22/03/2010

Réforme de la santé, ça passe!

Premier grand succès du Président Obama. Sa réforme sur la santé a été acceptée. Après des mois et des mois de combat, de luttes permanentes aussi intenses qu'une lutte électorale, le Président a gagné. Ses efforts ont payé, sa conviction a emporté les votes. Chapeau Monsieur le Président. L'Amérique a changé quelque chose de sa vision sur l'indépendance individuelle.

D'un monde (trop) dur, l'Amérique passe a un monde plus doux. Certains diront que c'est le début de la fin pour l'Amérique. Je préfère largement dire que c'est le début d'une fin. La fin d'une utopie qui basait la réussite sur un niveau de liberté beaucoup trop individuel, ou chacun et chacune se devait de jouer une participation individuelle pratiquement sans lien de cohésion collective avec l'ensemble de l'orchestre symphonique. Cela a marché partiellement dans une économie en pleine croissance où le plein emploi était presque assuré. Cela marche beaucoup moins dans un monde plus instable, où les gens doivent changer plusieurs fois de places de travail voir de métier. Cela devenait même une cacophonie désastreuse et super dangereuse.

L'Amérique était devenue une nation où les êtres humains se mangeaient entre eux. Un monde cannibale où l'on se devait de passer sur l'autre pour réussir ou pour éviter la chute. L'Amérique vient de choisir un nouveau chemin. Le virage est pris. La prochaine réforme intérieure d'importance sera peut-être celle sur les droits des travailleurs étrangers. Obama aura à nouveau à faire face à une forte résistance. Nous avons enfin un Président américain digne du Président Kennedy. Face que l'Amérique sache protéger et préserver la vie d'un nouveau grand Président des Etats-Unis.
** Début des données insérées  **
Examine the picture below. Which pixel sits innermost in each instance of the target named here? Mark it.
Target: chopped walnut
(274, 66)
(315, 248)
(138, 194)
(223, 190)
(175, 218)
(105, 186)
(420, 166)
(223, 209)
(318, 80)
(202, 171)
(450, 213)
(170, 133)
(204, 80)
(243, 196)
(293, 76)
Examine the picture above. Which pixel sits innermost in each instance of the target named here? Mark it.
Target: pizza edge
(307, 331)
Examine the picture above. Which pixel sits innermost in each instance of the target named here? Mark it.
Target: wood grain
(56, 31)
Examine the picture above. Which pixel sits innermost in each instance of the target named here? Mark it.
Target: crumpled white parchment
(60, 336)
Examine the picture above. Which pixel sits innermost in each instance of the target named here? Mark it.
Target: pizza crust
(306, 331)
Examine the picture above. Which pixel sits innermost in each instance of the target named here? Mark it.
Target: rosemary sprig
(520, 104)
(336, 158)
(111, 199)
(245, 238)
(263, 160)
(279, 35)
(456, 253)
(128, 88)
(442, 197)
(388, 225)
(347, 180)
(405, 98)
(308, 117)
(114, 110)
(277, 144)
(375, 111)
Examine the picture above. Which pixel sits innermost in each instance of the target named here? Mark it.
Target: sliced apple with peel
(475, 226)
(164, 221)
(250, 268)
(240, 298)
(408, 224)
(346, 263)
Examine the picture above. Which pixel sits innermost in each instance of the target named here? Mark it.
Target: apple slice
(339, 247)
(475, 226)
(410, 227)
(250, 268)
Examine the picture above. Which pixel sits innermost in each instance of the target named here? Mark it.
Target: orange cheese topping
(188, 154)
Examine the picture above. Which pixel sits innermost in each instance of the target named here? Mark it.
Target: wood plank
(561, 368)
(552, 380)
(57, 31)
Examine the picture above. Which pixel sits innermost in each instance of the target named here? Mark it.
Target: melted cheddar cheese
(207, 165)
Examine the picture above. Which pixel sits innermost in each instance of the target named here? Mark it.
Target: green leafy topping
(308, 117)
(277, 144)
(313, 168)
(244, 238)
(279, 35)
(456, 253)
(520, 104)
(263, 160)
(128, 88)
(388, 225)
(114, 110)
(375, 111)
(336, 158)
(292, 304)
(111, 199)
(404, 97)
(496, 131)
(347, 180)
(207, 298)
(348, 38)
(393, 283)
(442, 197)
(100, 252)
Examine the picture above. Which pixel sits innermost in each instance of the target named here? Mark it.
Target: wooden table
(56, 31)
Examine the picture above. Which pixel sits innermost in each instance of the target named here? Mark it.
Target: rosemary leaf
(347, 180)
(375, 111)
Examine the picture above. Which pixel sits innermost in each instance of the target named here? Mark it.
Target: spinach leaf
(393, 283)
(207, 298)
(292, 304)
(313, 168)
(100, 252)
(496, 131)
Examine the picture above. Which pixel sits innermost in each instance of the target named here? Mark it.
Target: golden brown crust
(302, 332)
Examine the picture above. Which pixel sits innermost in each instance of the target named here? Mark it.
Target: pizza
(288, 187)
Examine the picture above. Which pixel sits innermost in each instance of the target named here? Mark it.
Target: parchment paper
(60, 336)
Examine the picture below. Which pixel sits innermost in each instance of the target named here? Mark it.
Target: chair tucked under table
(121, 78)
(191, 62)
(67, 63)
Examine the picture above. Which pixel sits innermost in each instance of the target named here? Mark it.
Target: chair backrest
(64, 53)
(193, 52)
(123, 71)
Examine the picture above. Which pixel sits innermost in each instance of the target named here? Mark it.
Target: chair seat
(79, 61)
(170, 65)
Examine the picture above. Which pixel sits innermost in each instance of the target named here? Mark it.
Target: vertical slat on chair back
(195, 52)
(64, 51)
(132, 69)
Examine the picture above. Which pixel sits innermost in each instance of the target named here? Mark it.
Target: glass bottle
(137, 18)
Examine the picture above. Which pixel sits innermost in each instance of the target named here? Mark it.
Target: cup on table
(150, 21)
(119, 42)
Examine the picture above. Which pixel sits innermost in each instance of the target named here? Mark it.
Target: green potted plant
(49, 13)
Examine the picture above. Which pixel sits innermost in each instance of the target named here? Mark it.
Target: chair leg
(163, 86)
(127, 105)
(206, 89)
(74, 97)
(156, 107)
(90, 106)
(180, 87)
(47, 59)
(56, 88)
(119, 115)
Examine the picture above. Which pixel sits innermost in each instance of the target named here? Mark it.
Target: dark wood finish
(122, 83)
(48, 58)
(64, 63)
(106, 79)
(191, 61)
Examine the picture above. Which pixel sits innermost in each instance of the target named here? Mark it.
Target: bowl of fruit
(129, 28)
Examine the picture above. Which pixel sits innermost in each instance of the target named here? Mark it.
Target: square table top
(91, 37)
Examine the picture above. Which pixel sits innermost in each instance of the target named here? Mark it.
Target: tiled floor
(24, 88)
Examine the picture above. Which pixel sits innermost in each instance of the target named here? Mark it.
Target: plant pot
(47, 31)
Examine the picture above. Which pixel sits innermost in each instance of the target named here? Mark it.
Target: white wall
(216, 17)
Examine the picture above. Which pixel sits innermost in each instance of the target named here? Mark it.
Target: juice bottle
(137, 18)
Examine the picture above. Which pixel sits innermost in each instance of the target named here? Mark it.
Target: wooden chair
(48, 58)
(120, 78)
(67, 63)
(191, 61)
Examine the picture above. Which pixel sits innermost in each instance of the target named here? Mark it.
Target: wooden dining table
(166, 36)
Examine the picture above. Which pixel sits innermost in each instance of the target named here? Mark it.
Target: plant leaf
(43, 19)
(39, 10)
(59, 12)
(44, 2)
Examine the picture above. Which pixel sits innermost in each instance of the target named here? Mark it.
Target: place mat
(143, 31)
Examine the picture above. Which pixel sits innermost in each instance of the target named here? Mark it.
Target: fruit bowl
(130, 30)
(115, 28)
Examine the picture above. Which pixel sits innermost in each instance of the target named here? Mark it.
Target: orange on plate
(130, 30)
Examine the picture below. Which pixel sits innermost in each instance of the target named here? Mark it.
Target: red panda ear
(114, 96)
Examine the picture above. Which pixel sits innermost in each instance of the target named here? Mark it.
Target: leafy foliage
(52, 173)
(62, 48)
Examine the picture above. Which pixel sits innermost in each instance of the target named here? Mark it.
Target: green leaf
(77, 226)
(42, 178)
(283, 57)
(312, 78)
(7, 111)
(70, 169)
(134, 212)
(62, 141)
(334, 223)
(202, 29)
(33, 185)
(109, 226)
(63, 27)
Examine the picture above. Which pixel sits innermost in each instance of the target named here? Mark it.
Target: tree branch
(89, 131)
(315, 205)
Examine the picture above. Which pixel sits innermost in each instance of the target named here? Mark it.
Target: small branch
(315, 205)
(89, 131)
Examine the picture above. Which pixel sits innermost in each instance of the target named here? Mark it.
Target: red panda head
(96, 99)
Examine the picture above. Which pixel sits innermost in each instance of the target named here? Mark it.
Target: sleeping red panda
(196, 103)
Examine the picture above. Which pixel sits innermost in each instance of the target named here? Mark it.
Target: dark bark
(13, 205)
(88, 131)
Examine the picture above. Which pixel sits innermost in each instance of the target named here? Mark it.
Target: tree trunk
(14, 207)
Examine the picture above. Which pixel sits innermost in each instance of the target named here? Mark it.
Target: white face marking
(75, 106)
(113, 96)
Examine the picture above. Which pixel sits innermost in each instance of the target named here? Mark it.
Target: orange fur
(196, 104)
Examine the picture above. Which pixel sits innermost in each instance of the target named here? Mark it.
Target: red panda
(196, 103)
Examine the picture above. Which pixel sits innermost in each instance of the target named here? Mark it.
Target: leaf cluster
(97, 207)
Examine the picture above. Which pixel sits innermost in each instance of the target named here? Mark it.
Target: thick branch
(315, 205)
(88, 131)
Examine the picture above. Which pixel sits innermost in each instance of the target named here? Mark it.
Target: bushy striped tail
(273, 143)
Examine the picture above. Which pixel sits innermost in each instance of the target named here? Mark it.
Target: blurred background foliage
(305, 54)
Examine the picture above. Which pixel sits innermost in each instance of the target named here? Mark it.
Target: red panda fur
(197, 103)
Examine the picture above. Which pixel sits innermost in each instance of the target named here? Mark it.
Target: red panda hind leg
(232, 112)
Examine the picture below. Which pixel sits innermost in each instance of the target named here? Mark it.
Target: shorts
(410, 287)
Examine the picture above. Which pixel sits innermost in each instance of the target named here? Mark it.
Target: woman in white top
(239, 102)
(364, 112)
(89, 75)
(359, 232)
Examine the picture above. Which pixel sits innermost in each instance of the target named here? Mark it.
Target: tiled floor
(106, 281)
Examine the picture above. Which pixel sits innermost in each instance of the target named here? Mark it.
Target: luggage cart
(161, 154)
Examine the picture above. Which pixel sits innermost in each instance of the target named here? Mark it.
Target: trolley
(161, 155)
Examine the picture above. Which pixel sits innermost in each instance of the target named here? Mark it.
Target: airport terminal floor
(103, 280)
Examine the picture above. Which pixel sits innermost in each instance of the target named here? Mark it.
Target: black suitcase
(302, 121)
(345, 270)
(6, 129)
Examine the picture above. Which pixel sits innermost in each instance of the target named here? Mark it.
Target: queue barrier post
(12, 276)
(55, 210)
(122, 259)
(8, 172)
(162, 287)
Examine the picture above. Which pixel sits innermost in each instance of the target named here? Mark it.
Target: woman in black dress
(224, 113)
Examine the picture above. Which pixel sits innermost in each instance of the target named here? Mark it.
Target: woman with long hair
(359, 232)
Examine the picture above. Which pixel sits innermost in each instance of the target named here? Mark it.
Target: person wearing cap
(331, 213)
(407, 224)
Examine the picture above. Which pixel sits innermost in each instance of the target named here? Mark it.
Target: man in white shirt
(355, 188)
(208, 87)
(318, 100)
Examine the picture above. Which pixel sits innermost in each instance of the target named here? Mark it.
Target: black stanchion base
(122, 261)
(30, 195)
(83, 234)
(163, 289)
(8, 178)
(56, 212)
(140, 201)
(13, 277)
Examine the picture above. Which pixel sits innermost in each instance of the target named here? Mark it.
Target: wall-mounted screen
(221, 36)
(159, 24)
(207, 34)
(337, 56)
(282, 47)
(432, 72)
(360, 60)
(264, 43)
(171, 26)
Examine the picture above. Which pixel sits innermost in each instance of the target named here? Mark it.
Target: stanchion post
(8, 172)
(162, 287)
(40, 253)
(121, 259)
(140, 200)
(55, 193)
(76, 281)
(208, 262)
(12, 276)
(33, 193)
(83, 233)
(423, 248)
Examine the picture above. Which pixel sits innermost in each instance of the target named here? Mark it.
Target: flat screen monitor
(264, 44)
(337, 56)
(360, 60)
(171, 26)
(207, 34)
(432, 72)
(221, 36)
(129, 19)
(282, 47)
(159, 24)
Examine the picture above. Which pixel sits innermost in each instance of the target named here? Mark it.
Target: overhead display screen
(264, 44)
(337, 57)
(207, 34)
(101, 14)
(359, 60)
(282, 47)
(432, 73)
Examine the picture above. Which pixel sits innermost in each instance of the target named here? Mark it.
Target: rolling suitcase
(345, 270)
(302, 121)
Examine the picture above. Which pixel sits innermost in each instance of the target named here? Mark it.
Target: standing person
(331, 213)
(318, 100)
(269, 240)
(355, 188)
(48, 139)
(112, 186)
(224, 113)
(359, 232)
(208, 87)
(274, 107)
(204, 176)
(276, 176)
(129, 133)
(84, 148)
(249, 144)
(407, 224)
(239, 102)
One song for a strong President. Yes, we Ken, John!

God save America!

 

04:40 Publié dans Politique | Lien permanent | Commentaires (4) |

Commentaires

Cher Pachakmac, merci beaucoup de votre note.Hier soir j'ai écouté ce que disait le Président Obama. Droit, sincère, engagé. Ne votez pas pour moi, ne votez pas pour le Parti démocratique, votez pour eux, (les malades sans accès aux soins de la santé). Et puis: "I Am Not Bound To Win. But I Am Bound To Be True."
In what the New York Times called “an extraordinary session,” President Obama began his speech by quoting Abraham Lincoln. “I am not bound to win, but I’m bound to be true,” he said. “I’m not bound to succeed, but I’m bound to live up to what light I have.”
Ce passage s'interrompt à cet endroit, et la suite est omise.